Another issue was related to the question of gender. Until I reached nearly halfway through the writing I was using the expression his or her and he or she. I am generally conscious about the sexist nature of the language I am using. Writing in Hindi, this was not much of a problem, but it sounded ridiculous when I read through the rough English text. The expressions he or she, and his or her was so repeatedly used that it hurt the ears. Therefore I decided to use only he or his wherever necessary, and hoped that readers, rightly against sexism in language, will not mind my inconsistancies.
Although the preface written for the original version was adequate in itself, I felt it necessary to write an additional preface for this edition. It was particularly necessary to justify my response to the demand to rewrite the book. I hope it will help teachers and parents in understanding the need of their children to be able to express themselves more fully and enjoy and benefit from art activities as the most effective way to the road to peace and fulfilment.
Some of my friends have been very helpful in reading and editing the manuscript.

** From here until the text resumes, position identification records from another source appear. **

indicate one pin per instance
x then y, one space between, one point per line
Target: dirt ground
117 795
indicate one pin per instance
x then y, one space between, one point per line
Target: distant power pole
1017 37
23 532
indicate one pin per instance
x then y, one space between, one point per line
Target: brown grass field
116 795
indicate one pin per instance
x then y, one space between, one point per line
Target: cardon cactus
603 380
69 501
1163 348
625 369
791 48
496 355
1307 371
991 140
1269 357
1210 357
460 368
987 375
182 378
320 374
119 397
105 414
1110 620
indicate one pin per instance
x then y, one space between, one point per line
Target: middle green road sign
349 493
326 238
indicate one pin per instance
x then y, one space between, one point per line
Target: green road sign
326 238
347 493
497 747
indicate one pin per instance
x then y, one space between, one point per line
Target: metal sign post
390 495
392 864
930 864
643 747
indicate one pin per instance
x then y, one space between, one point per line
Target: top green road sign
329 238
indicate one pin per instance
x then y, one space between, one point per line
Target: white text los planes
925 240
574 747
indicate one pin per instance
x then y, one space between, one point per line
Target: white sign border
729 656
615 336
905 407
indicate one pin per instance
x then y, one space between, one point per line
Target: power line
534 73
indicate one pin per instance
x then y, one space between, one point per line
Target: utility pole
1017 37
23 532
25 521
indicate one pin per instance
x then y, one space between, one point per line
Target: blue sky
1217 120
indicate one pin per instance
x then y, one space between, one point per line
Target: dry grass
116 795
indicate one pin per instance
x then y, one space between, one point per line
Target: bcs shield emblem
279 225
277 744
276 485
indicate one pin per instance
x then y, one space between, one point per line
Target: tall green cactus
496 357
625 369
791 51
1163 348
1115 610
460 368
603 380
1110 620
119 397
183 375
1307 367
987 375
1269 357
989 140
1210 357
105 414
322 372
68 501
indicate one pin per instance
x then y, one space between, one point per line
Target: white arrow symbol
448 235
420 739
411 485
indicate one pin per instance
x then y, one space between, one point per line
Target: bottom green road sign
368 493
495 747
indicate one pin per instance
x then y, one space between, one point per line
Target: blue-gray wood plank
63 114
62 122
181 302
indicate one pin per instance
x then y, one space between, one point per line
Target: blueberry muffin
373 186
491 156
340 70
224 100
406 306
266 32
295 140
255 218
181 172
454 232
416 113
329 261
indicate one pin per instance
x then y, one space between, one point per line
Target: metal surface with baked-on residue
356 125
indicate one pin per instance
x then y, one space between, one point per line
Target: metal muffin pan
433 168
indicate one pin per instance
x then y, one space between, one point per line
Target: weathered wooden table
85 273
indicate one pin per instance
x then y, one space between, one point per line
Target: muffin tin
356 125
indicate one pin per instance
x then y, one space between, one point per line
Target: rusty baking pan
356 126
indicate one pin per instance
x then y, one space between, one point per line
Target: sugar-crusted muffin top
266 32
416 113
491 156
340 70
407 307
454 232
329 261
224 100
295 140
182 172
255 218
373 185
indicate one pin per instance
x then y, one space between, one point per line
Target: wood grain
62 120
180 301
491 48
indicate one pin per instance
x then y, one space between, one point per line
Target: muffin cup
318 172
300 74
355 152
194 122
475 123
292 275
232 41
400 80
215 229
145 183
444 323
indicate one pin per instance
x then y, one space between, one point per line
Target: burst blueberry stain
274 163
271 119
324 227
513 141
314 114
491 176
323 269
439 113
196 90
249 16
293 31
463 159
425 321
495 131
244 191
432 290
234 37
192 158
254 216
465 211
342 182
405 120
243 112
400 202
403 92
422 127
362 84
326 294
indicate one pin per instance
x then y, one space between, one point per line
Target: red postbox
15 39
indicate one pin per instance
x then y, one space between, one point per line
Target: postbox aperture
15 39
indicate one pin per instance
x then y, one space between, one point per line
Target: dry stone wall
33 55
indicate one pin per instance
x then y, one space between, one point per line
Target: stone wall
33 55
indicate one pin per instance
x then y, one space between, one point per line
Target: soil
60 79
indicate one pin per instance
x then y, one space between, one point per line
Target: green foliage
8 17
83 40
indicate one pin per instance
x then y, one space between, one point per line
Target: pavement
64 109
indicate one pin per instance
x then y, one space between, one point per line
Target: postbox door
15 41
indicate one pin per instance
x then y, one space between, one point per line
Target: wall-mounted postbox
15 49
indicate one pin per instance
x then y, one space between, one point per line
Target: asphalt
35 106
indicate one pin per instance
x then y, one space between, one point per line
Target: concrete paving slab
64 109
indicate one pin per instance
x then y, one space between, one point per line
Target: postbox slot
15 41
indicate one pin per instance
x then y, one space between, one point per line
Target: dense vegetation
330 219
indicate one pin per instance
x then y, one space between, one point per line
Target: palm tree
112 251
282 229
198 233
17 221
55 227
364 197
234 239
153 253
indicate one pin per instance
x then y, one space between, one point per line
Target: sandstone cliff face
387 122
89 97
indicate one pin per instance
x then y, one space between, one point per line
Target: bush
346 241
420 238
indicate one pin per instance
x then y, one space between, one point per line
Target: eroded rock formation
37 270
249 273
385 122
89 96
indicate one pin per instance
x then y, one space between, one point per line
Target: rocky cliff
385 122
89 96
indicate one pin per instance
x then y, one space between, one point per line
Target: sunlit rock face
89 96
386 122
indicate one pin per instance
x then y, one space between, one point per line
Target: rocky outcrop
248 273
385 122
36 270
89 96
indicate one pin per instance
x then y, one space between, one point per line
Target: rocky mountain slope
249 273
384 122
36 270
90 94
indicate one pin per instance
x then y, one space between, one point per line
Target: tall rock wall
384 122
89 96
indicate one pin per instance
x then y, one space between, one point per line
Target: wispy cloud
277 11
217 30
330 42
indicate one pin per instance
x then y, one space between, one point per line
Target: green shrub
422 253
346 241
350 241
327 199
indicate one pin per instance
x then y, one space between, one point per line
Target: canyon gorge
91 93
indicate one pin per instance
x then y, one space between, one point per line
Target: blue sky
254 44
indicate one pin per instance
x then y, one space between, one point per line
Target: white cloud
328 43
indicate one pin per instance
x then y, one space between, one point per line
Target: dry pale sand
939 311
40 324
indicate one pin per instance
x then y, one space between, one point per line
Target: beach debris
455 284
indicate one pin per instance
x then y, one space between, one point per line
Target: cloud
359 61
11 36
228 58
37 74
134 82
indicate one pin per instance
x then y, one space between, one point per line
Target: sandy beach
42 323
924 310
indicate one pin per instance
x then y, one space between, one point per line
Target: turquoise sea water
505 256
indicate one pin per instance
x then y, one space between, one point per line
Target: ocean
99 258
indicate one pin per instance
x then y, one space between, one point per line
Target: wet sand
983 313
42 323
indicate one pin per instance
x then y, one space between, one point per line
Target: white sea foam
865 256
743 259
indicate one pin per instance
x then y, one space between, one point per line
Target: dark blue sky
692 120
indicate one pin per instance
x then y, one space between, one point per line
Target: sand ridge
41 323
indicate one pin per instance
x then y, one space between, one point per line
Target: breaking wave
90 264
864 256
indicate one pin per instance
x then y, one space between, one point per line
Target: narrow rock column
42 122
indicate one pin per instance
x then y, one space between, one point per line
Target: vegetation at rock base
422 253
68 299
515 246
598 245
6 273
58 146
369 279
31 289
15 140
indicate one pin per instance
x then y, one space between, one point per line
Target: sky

Usha Chadda, herself an educator and Akash Dharamraj, psychotherapist, did the preliminary editing, Usha Abrol, Regional Director, NIPCCD Bangalore read a few chapters at the beginning and gave very helpful suggestions and my wife Bindu Prasad, special educationist and clinical psychologist, was consistently looking into the manuscript. I am indeed very grateful to them for their valuable assistance. I am also thankful to my son Sunand Prasad for his valuable help in preparing the typescript of the book from the floppy/ disk I had prepared on computer.